Standard Chair Sizing
Tables are designed to coordinate with chairs. Chairs follow standard guidelines and typically measure 17 inches for a hardwood seat and 18 inches or more for a cushy, padded seat that compresses when you sit on it. Standard chairs under a 30-inch-tall table allow a comfortable 12 inches between the top of the seat and the bottom of the table. Placing standard chairs under a counter-height table, 36 inches in height, is out of proportion and uncomfortable.
Counter-height chairs are 24 to 26 inches and won't fit comfortably under a standard 30-inch table -- especially if it has an apron. The apron is the horizontal border around the perimeter of some tables; some have them, and some don't. The apron, typically about 4 inches wide, squeezes the available room between the seat and apron down to about 5 inches. Anything taller than a standard chair -- such as a counter-height chair -- might not even fit under it if the chair has arms.

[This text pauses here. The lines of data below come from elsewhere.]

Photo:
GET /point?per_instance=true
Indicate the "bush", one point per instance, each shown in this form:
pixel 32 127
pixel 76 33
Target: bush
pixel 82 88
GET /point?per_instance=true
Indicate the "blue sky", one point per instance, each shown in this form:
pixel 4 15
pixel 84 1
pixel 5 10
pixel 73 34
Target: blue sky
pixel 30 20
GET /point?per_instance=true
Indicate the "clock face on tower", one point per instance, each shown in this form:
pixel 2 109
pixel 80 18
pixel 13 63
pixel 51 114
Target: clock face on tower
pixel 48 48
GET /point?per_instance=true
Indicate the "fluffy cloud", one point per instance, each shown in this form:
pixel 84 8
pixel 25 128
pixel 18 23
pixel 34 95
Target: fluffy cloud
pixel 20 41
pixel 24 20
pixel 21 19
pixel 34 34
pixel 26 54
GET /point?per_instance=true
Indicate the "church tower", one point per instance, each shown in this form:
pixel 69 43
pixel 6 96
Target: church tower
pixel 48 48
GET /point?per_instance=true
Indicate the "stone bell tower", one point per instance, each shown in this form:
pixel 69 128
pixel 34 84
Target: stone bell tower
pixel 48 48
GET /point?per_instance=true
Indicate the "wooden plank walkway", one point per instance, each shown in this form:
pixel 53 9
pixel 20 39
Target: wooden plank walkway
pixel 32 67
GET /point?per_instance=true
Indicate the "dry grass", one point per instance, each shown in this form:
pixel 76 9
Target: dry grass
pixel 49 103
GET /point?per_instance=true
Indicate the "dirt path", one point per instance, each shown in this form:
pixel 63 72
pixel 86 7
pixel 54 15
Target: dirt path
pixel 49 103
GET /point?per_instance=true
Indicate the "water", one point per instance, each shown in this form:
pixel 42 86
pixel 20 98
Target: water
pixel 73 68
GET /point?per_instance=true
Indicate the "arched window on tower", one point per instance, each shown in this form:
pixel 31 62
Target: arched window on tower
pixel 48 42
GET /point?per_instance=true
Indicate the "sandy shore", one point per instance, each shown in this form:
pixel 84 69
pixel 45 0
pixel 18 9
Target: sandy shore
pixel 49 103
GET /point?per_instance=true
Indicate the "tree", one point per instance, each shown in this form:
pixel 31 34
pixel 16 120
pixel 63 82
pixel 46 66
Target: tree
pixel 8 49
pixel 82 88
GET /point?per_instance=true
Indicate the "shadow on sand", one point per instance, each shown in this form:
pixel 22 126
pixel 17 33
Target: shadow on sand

Standard, 30-inch tables are more common, and readily available in more designs and styles than 36-inch, counter-height tables.
Counter-height tables, with the extra 6 inches of height, match countertop height, which is also 36 inches. The matching height makes a counter-height table more appropriate than a standard-height table to serve as an additional food-preparation area, such as a kitchen island.
Standard-height tables are more comfortable to sit at, primarily because your feet touch the floor while you're seated. Counter-height tables can make you stretch to reach the floor. Disabled or handicapped people are also more comfortable, simply because handicapped aids such as wheelchairs fit under standard-height tables -- but only if there is no apron.
Formality and Protocol
Standard-height tables are considered more formal than counter-height tables, which fit into the casual category. Guests typically expect to be seated at a standard table. Counter-height tables create a more relaxed, informal ambiance than sitting at a formal, standard-height table.
Work or pub tables measure in at about 42 inches. When paired with a 30-inch stool, work tables can be more comfortable than counter-height tables or standard tables for working, doing crafts, or socializing. They also match up with common 42-inch bars or countertops.